AIDS isn't simple, neither are solutions
November 28, 2006
The simplest thing to understand on World AIDS Day this Dec. 1 is a single grim statistic: In the 25 years since the first reported cases of AIDS, 25 million people have died from the disease.
Unfortunately, it's getting worse.
Although rates of growth have slowed, HIV infections are still spreading. A just-released report from the United Nations and the World Health Organization shows 4.3 million people have become infected in 2006 alone.
Nearly half the world's 40 million people with HIV are women, and 2.3 million are children. Most infections today occur in Africa, but rates have skyrocketed in places like Eastern Europe, as well.
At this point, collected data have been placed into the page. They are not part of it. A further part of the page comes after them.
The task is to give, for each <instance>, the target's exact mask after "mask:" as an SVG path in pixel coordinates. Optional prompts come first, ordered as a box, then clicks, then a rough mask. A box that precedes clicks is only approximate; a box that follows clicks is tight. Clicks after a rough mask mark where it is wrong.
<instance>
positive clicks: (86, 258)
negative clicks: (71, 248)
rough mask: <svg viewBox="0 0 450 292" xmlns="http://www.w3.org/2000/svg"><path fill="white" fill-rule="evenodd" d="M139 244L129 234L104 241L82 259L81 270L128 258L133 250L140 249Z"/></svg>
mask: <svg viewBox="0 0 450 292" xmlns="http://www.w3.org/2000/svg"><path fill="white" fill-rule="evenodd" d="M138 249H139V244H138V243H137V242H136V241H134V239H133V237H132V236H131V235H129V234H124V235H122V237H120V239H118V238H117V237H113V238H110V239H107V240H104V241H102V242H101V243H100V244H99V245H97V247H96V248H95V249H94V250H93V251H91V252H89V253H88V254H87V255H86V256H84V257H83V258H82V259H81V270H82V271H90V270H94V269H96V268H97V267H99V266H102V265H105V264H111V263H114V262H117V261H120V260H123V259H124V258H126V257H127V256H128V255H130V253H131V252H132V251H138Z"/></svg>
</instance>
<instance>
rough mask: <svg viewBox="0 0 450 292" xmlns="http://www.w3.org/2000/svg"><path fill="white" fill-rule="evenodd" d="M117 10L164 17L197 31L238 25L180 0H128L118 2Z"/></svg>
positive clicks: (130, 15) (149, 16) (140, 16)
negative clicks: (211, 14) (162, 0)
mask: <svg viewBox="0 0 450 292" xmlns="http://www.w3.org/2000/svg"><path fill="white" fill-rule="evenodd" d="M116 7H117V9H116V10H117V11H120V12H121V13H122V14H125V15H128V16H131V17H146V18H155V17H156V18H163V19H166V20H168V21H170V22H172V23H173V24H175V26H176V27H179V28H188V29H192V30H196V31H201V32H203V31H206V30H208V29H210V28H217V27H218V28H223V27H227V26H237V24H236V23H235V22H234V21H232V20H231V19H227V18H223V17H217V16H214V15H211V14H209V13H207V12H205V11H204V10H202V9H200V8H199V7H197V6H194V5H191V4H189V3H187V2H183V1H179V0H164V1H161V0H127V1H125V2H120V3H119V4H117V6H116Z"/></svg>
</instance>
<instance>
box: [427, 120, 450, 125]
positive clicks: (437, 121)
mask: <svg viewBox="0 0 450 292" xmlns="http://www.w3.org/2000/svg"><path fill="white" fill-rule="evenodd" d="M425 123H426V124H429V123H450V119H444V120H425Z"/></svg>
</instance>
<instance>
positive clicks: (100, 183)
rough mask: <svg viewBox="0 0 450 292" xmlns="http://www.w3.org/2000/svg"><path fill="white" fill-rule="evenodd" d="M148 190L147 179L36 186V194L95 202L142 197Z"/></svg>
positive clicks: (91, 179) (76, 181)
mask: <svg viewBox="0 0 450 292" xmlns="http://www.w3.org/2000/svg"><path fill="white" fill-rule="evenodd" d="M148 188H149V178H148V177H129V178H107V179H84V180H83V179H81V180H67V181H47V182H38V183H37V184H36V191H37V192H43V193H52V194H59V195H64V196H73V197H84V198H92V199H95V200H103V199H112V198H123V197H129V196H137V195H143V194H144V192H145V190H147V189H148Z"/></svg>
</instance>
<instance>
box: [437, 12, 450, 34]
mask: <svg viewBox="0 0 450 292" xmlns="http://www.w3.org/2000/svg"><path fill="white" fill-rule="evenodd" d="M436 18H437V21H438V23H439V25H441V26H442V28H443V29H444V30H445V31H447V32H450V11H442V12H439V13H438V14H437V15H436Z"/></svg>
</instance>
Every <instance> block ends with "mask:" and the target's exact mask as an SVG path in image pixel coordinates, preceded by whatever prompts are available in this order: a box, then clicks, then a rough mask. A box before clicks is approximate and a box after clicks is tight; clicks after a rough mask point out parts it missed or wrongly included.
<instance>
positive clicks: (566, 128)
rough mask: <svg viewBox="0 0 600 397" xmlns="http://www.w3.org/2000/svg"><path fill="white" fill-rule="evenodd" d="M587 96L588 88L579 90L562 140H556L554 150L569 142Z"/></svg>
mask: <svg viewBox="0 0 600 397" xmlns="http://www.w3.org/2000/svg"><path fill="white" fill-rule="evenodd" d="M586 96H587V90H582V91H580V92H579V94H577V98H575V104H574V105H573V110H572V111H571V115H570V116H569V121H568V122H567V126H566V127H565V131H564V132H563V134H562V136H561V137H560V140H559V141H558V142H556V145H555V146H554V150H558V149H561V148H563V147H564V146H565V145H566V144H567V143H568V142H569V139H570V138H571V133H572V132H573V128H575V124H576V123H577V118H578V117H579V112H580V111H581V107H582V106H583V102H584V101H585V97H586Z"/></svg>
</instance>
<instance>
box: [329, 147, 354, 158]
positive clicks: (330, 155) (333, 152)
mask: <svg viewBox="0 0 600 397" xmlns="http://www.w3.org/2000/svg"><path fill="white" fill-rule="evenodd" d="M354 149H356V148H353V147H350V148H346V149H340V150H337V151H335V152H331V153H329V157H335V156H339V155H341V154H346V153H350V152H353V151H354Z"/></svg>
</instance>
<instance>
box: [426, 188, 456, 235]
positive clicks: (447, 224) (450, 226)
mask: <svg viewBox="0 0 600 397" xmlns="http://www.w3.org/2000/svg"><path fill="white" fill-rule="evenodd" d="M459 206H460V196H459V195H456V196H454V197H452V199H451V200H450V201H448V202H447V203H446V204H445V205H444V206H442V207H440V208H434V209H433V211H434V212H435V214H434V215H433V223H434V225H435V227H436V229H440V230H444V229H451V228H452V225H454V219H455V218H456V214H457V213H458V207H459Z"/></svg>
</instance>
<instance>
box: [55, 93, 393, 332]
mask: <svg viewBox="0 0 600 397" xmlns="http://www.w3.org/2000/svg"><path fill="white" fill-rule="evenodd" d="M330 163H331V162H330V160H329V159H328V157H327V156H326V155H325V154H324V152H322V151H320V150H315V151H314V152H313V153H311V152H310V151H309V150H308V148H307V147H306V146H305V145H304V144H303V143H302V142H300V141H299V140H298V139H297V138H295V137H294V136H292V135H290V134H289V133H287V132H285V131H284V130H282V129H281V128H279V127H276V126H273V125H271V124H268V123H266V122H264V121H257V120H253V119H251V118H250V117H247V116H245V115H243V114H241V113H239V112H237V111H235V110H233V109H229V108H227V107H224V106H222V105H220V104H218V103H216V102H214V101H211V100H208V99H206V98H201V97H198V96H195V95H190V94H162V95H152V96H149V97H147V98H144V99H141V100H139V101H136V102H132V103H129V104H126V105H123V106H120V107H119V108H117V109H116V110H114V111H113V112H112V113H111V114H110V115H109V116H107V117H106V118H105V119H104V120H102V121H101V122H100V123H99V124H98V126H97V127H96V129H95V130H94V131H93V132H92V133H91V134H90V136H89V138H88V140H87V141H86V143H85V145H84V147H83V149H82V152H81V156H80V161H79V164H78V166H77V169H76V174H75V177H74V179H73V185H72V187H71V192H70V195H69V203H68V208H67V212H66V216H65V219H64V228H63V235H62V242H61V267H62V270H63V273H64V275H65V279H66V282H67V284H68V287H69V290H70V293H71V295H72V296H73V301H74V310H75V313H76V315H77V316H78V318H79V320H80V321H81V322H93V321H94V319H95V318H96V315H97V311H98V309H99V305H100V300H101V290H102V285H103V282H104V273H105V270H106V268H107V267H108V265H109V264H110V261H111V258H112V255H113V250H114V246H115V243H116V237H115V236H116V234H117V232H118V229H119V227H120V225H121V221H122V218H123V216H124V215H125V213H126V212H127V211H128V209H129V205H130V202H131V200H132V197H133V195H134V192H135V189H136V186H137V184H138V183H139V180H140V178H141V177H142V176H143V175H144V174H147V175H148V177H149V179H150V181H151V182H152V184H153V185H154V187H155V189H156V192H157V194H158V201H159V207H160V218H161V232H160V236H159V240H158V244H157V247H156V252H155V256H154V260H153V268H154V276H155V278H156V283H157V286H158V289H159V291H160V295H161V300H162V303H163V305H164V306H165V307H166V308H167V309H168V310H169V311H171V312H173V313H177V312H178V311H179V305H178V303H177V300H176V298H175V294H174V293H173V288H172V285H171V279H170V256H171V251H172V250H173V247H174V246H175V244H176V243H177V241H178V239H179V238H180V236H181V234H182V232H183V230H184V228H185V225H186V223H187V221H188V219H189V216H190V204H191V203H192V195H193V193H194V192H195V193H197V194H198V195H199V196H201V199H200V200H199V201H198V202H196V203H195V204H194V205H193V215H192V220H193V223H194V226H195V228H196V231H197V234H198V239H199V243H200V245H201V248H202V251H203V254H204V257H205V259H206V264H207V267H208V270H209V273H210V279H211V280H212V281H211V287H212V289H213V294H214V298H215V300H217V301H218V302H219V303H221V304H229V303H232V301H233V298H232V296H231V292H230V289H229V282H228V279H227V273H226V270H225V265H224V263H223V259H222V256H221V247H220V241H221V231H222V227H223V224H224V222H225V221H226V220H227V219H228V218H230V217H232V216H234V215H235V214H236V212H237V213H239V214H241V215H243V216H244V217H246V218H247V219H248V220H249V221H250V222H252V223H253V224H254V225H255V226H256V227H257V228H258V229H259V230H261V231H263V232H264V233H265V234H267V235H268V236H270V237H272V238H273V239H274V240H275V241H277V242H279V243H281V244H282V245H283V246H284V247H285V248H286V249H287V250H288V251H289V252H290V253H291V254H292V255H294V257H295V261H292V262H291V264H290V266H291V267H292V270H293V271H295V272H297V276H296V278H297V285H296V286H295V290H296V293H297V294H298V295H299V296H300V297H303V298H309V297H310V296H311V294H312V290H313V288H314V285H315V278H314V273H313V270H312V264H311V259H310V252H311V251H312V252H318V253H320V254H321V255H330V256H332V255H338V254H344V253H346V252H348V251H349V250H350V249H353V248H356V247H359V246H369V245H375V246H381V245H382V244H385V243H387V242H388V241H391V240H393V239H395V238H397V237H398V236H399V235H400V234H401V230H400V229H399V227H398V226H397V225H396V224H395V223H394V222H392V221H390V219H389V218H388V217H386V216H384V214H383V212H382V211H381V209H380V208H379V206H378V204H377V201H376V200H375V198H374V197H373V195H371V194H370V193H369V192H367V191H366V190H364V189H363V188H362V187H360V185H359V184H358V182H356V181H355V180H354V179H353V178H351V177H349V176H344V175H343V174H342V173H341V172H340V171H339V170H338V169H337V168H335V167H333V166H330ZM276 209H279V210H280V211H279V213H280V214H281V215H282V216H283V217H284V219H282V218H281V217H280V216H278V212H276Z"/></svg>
For a problem this vast and complex, there are no simple solutions. The disease is taking a terrible toll, despite what is being done right. That makes the things that are being done wrong inexcusable.
One of them is the Bush administration's broad, misguided emphasis on abstinence-till-marriage education. This approach omits and, in some cases, blocks information about other options.
Domestically, the federal government announced in October it would expand support for abstinence programs for teenagers to include 20 year olds to 29 year olds.
Abstinence can certainly work, but the problem is that people don't always abstain, despite the best of intentions. They never have. And we have to acknowledge that fact when a deadly virus is in circulation.
Unless abstinence is combined with information on other prevention options, people are left uneducated about how to protect themselves.
This is bad enough at home, but it's even worse abroad.
Billions of dollars in American spending on AIDS -- approved in 2003 -- are weighed down by a requirement that at least 33 percent be spent on programs that promote abstinence-till-marriage as the only way to stop the spread of the disease.
But a simplistic abstinence-till-marriage approach is not enough.
Women who lack educational opportunities and financial independence can find themselves unable to say no to husbands who are already infected. As a result, rates of HIV infection among married women are climbing in some countries, such as Thailand and India.
The United States also denies funding to proven programs, such as efforts to educate commercial sex workers about prevention. Similarly, our government blocks funds to family planning programs that mention abortion as an option, even if no American dollars are used. These programs could provide vital HIV education, if only we let them.
On World AIDS Day 2006, let's recognize that the AIDS pandemic is a complicated, fast-moving, worldwide problem. Imposing narrow ideological views is not a solution.
And let's hope that our new leaders in Congress stop wasting money, time and, ultimately, lives on moralistic wishful thinking.